Lokang 

C++ and MySQL

Ai

Below is an example of a simple AI program in C++ that implements a linear regression model to predict values based on a given dataset. This is a basic example to help you get started with implementing AI algorithms in C++.

put this to your cmake file

cmake_minimum_required(VERSION 3.17)
project(Ai)
set(CMAKE_CXX_STANDARD 14)
add_executable(Ai main.cpp linear_regression.cpp linear_regression.h)

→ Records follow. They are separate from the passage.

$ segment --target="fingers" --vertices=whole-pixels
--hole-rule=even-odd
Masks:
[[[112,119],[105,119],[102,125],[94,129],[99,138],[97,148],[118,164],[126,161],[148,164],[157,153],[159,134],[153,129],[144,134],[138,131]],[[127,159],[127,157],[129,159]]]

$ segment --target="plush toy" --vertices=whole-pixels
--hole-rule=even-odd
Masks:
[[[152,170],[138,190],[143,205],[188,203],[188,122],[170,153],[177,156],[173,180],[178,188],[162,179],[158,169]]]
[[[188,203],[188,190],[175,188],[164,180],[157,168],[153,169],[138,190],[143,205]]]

First, let's create a linear_regression.h header file:

#pragma once
#include <vector>
class LinearRegression {
public:
   LinearRegression(const std::vector<double>& x_values, const std::vector<double>& y_values);
   void train(double learning_rate, int iterations);
   double predict(double x) const;
private:
   double m, b;
   std::vector<double> x_values;
   std::vector<double> y_values;
   double compute_cost() const;
   std::pair<double, double> compute_gradients() const;
};

Now, let's implement our LinearRegression class in a linear_regression.cpp file:

#include "linear_regression.h"
#include <iostream>
#include <cmath>
LinearRegression::LinearRegression(const std::vector<double>& x_values, const std::vector<double>& y_values)
   : m(0), b(0), x_values(x_values), y_values(y_values) {}
double LinearRegression::predict(double x) const {
   return m * x + b;
}
double LinearRegression::compute_cost() const {
   double total_error = 0.0;
   size_t n = x_values.size();
   for (size_t i = 0; i < n; ++i) {
       double y_pred = predict(x_values[i]);
       total_error += std::pow(y_pred - y_values[i], 2);
   }
   return total_error / n;
}
std::pair<double, double> LinearRegression::compute_gradients() const {
   double dm = 0.0, db = 0.0;
   size_t n = x_values.size();
   for (size_t i = 0; i < n; ++i) {
       double y_pred = predict(x_values[i]);
       dm += -2 * x_values[i] * (y_values[i] - y_pred);
       db += -2 * (y_values[i] - y_pred);
   }
   return { dm / n, db / n };
}
void LinearRegression::train(double learning_rate, int iterations) {
   for (int i = 0; i < iterations; ++i) {
       auto [dm, db] = compute_gradients();
       m -= learning_rate * dm;
       b -= learning_rate * db;
       
       if (i % 100 == 0) {
           std::cout << "Iteration " << i << ": Cost = " << compute_cost() << std::endl;
       }
   }
}

Finally, let’s use our LinearRegression class in the main program:

#include "linear_regression.h"
#include <iostream>
int main() {
   std::vector<double> x_values = {1, 2, 3, 4, 5};
   std::vector<double> y_values = {2, 3, 5, 7, 11};
   LinearRegression model(x_values, y_values);
   model.train(0.01, 1000);
   double x_to_predict = 6;
   double y_predicted = model.predict(x_to_predict);
   std::cout << "Predicted y for x = " << x_to_predict << " is " << y_predicted << std::endl;
   return 0;
}

In this example, we create a linear regression model to predict y values given x values. The train function updates the model parameters (m and b) to minimize the cost function, which measures the difference between the predicted and actual y values. After training the model, we use it to predict the y value for x = 6.